SQL Clone
SQLServerCentral is supported by Redgate
 
Log in  ::  Register  ::  Not logged in
 
 
 

Index on Key vs Included

Indexing can be quite confusing at times if you not 100% sure on what to do. Do you just index on key or do you add included columns? Well this depends on what you are doing and what type of performance improvement you are looking for.

Lets start with some history, SQL Server 2005 added the ability to include non-key columns in a non-clustered index. In SQL Server 2000 and earlier, for a non-clustered index, all columns defined for an index were key columns, which meant they were part of every level of the index, from the root down to the leaf level. When a column is defined as an included column, it is part of the leaf level only.

The benefits of included columns:

  • They can be data types not allowed as index key columns.
  • They are not considered by the Database Engine when calculating the number of index key columns or index key size.

For example, a varchar(max) column cannot be part of an index key, but it can be an included column. Further, that varchar(max) column doesn’t count against the 900-byte (or 16-column) limit imposed for the index key.

An index with non-key columns can significantly improve query performance when all columns in the query are included in the index either as key or non-key columns. Performance gains are achieved because the query optimizer can locate all the column values within the index; table or clustered index data is not accessed resulting in fewer disk I/O operations.
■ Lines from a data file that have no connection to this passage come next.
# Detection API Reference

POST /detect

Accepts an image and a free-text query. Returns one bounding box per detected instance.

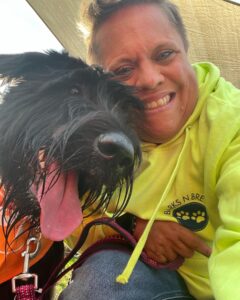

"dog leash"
[11,218,184,299]
[39,217,184,298]
[11,237,42,300]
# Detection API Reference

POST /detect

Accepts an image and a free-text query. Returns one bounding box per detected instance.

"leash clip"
[12,237,40,293]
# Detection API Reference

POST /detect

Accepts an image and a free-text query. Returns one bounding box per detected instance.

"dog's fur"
[0,51,143,299]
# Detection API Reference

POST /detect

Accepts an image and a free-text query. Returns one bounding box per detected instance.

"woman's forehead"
[93,4,184,65]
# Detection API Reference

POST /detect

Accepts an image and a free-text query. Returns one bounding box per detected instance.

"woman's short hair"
[79,0,189,62]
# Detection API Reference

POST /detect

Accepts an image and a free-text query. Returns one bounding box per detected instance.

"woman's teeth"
[144,94,171,109]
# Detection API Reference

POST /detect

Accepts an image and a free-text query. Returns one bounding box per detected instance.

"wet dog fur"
[0,51,143,299]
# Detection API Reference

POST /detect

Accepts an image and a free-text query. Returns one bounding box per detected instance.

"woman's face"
[93,4,198,143]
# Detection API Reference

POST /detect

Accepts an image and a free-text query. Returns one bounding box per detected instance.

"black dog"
[0,51,143,299]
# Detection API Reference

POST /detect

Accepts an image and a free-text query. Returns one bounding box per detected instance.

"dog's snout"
[95,132,135,166]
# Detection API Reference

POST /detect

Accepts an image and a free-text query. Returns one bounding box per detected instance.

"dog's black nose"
[95,132,135,167]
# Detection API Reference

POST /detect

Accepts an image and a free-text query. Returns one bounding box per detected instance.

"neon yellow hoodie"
[68,62,240,300]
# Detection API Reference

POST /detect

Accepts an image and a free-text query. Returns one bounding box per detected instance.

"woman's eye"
[155,50,174,62]
[112,65,133,79]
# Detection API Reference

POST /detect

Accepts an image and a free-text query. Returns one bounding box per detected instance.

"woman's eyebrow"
[152,42,176,51]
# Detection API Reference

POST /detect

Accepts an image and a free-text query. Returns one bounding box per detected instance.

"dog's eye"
[70,88,79,95]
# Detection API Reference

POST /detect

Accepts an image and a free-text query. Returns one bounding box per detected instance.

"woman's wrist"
[133,217,147,240]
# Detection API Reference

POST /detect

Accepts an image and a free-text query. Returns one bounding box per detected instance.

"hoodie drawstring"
[116,127,191,284]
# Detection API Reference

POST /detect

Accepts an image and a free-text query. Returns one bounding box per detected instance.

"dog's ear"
[0,52,50,80]
[0,50,88,81]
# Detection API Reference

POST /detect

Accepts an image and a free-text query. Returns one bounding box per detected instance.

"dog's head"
[0,51,143,241]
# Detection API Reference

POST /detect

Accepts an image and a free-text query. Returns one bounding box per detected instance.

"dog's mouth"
[35,162,83,241]
[33,131,140,241]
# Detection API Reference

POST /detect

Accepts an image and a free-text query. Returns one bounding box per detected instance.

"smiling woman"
[57,1,240,300]
[90,3,198,144]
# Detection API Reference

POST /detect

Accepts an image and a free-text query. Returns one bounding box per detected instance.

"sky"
[0,0,63,54]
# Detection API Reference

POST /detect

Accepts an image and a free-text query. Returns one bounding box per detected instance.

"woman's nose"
[135,62,164,90]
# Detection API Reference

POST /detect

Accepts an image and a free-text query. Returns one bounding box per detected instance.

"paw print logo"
[173,203,208,231]
[175,211,190,221]
[191,211,206,223]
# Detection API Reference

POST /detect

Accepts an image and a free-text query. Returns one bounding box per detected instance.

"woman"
[60,0,240,299]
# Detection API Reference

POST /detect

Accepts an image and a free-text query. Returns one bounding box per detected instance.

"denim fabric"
[58,250,195,300]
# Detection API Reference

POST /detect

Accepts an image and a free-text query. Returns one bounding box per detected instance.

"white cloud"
[0,0,63,54]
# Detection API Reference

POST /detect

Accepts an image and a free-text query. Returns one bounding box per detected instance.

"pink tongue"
[37,163,83,241]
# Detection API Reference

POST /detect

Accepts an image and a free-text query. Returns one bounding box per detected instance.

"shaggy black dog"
[0,51,143,299]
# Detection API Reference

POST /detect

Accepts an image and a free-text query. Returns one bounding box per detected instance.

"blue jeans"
[59,250,195,300]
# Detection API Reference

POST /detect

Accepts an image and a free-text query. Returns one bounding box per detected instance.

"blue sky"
[0,0,63,54]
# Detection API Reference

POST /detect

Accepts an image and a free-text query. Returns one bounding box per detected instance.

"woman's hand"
[134,218,212,263]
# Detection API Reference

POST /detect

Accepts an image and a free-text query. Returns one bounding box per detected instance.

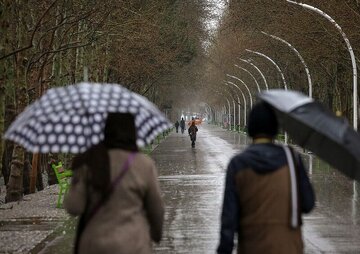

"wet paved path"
[7,123,358,253]
[152,125,241,253]
[152,123,360,254]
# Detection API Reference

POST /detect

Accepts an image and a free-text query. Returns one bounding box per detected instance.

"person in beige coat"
[64,113,164,254]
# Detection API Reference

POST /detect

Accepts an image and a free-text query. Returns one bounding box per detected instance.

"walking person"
[217,102,315,254]
[64,113,164,254]
[188,120,198,148]
[180,117,186,134]
[175,120,180,133]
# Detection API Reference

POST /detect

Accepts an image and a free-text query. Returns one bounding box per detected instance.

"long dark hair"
[72,113,138,194]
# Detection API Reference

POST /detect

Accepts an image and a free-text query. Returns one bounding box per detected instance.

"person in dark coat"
[64,113,164,254]
[188,120,198,148]
[180,117,186,134]
[175,120,180,133]
[217,102,315,254]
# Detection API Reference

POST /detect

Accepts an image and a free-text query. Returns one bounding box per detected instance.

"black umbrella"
[259,89,360,182]
[4,82,172,153]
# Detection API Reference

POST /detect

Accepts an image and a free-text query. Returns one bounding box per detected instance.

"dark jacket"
[188,125,198,140]
[217,143,315,254]
[180,120,185,128]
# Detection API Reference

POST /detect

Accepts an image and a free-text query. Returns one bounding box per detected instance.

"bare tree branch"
[0,0,59,61]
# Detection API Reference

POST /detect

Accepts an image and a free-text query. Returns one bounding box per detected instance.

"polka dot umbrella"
[4,82,172,153]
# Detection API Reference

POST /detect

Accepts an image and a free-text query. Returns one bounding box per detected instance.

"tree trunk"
[5,144,24,202]
[47,154,58,185]
[0,83,4,178]
[1,101,16,185]
[35,153,44,191]
[29,153,38,193]
[7,85,29,200]
[22,152,31,195]
[36,158,44,191]
[1,142,13,185]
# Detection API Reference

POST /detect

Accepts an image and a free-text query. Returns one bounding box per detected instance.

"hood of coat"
[239,143,287,174]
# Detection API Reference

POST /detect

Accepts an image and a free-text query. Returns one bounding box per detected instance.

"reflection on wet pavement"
[302,154,360,253]
[32,218,76,254]
[35,124,360,253]
[153,124,360,254]
[152,125,234,253]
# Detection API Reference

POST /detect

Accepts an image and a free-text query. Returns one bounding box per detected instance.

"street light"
[203,102,213,123]
[210,87,234,130]
[245,50,289,143]
[223,88,238,131]
[224,82,242,130]
[246,49,288,90]
[234,64,261,92]
[238,58,269,90]
[287,0,357,130]
[261,31,312,98]
[226,74,254,108]
[225,80,249,126]
[225,97,231,130]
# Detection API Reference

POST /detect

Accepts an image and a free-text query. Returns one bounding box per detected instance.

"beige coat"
[235,165,303,254]
[64,150,164,254]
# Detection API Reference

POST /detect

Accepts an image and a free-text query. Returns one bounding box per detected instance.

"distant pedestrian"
[217,102,315,254]
[180,117,186,134]
[64,113,164,254]
[175,120,180,133]
[188,120,198,148]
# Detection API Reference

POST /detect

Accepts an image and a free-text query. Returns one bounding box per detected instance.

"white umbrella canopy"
[258,89,314,112]
[5,82,172,153]
[259,89,360,182]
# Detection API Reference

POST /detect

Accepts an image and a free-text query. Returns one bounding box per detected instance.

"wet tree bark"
[22,152,31,195]
[5,144,24,202]
[47,154,58,185]
[1,143,13,185]
[0,83,4,178]
[36,154,44,191]
[6,85,28,201]
[1,100,16,185]
[29,153,39,193]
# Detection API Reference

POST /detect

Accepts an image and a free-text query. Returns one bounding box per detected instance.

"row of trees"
[0,0,210,201]
[4,0,359,203]
[200,0,360,127]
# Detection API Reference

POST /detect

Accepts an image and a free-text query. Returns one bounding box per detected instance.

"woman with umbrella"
[64,113,164,254]
[4,82,172,253]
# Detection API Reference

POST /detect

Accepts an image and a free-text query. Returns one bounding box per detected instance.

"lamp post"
[246,49,288,90]
[222,88,238,131]
[261,31,312,98]
[226,74,254,108]
[234,64,261,92]
[238,58,269,90]
[245,50,289,143]
[287,0,357,130]
[225,80,249,127]
[225,98,231,130]
[224,82,242,130]
[203,103,213,123]
[210,87,234,130]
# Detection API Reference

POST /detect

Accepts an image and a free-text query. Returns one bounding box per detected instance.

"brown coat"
[235,165,303,254]
[64,150,164,254]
We can infer that whether the index columns are key columns or non-key columns, we get an improvement in performance compared to when all columns are not part of the index. But, is there a performance difference between the two variations?

I restored a copy of AdventureWorks2016CTP3 to my SQL Server instance and ran a check on Sales.SalesOrderHeader to verify the indexes.

EXEC sp_helpindex N'Sales.SalesOrderHeader'


We’ll start with a straight-forward query for testing that retrieves data from multiple columns:

SELECT	 [CustomerID]
		,[SalesPersonID]
		,[SalesOrderID]
		,[DaysToShip] = DATEDIFF(DAY, [OrderDate], [ShipDate])
		,[SubTotal]
FROM [Sales].[SalesOrderHeader]
WHERE [CustomerID] BETWEEN 11000 and 11200;


(In Management Studio, you could see the I/O metrics using SET STATISTICS IO ON;.)

The SELECT has a warning icon, because the optimizer recommends an index for this query:

USE [AdventureWorks2016CTP3]
GO
CREATE NONCLUSTERED INDEX []
ON [Sales].[SalesOrderHeader] ([CustomerID])
INCLUDE ([SalesOrderID],[OrderDate],[ShipDate],[SalesPersonID],[SubTotal])

Test 1
We will first create the index the optimizer recommends (named NCI1_included), as well as the variation with all the columns as key columns (named NCI1):

CREATE NONCLUSTERED INDEX [NCI1]
ON [Sales].[SalesOrderHeader]([CustomerID], [SubTotal], [OrderDate], [ShipDate], [SalesPersonID]);
GO

CREATE NONCLUSTERED INDEX [NCI1_included]
ON [Sales].[SalesOrderHeader]([CustomerID])
INCLUDE ([SubTotal], [OrderDate], [ShipDate], [SalesPersonID]);
GO

If we re-run the original query, once hinting it with NCI1, and once hinting it with NCI1_included, we see a plan similar to the original, but this time there’s an index seek of each nonclustered index, with equivalent values for Table I/O, and similar costs (both about 0.006):

(The scan count is still 1 because the index seek is actually a range scan in disguise.)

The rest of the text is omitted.